PARKERSBURG - Plunging temperatures added a little extra chill to the first Polar Plunge for Special Olympics West Virginia at Point Park.
One of those taking the plunge Saturday afternoon was Cecil Chapman, of Parkersburg, who said he was doing it in memory of his mother.
"This is in memory of my mother who used to work with the Special Olympics for many years and my best friend's wife asked me to do it," he said. "So I decided to do it in her memory."
Polar Bear Plunge
Cheryl Baxter, one of the organizers of the first Polar Plunge, said the turnout was encouraging for future plunges.
"We became aware Morgantown, Charleston and Beckley had plunges for Special Olympics and we didn't," she said. "Parkersburg needed to since this is where Special Olympics (in West Virginia) started."
Baxter said each of those taking the plunge had to raise $50 in pledges or donate $50 to be part of the plunge.
George Herriott, left, and Jake Herriott, right, do cannonball dives at the Special Olympics West Virginia Polar Plunge on Saturday at Point Park. (Photo by Jeffrey Saulton)
Holly Swackhamer, left, and Tiffany Bourgeois, both of Parkersburg, hold hands as they plunge into the frigid water during the Special Olympics West Virginia Polar Plunge on Saturday at Point Park. (Photo by Jeffrey Saulton)
Ray Blackburn, left, is still above water as his diving partner, Greg Maher, right, goes under during the Special Olympics West Virginia Polar Plunge on Saturday at Point Park. (Photo by Jeffrey Saulton)
Erica Morrison, of St.

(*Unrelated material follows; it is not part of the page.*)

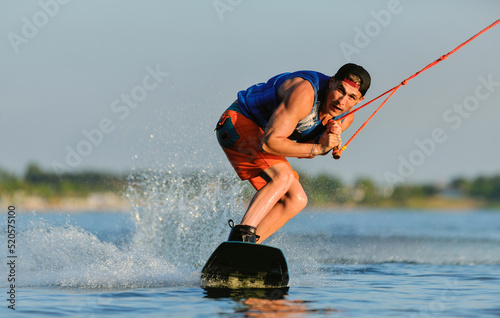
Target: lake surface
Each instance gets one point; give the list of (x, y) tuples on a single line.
[(351, 263)]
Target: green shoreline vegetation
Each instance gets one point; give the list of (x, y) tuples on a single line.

Marys, holds her nose as she takes the plunge at the Special Olympics West Virginia Polar Plunge on Saturday at Point Park. (Photo by Jeffrey Saulton)
Wayne Jenkins changes into warmer clothes after his turn taking the plunge at the Special Olympics West Virginia Polar Plunge on Saturday at Point Park. (Photo by Jeffrey Saulton)

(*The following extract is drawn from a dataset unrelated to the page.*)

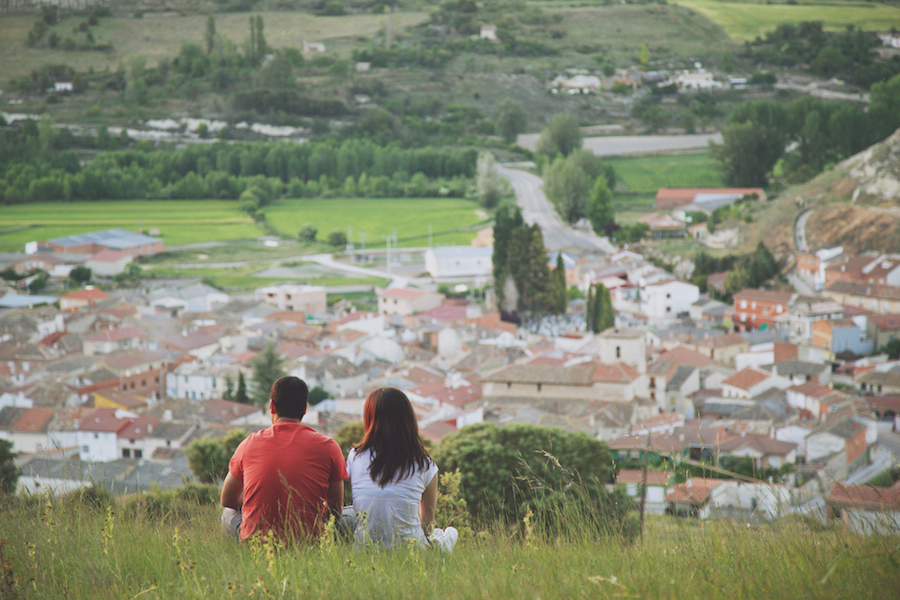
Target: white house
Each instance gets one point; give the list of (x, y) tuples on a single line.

Dave Bromley, sports director for Special Olympics West Virginia, handled the Master of Ceremonies duties and Captain Plunger. (Photo by Jeffrey Saulton)
"We had 41 today, but we were hoping for 141, but for the first year we'll go with that," she said. "It will be bigger next year. We are tickled to death they are here."

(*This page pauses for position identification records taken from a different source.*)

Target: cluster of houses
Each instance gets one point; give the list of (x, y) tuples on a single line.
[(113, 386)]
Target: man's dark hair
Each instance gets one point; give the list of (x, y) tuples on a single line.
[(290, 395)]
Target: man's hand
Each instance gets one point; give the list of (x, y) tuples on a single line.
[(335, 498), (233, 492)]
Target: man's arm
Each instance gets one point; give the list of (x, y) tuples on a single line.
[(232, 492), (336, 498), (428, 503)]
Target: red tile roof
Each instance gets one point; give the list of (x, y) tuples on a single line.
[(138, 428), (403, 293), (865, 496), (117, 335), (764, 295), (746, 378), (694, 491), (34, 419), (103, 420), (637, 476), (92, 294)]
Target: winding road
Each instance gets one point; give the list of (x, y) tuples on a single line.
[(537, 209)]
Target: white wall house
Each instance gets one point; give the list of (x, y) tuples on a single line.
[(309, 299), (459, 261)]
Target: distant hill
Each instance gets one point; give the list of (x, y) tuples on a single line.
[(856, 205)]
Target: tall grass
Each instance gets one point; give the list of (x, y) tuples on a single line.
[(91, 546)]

Baxter said an above-ground pool was used for safety reasons.
"There's a strong current and we have a lot of river traffic in this part of the river," she said of the event, which was held at the new amphitheater at Point Park, along the Ohio River. "It's more appealing to jump into the cool water in a pool; the river makes a good backdrop."
Baxter said the plunge was followed up with a warm-up party at the Blennerhassett Hotel.
Others said they did it for the fun and to raise funds for a worthy cause.
"I'm a teacher at PHS (Parkersburg High School) and my mom works in special education for Wood County Schools, I thought it was a great cause" said Wayne Jenkins, another of those who jumped into the icy water. "I can mark if off my bucket list."
Jenkins said this is probably the last time he will take the polar plunge.
"Next year I'll probably raise money for it, give it to them and watch."
Jim Pursley, an assistant coach for the Parkersburg South High School swim team, said seven members of the team came out.
"We asked the kids to come out after they got back from the state meet in Morgantown," he said. "We had one girl and seven boys come out for this along with me and Steve Lutz."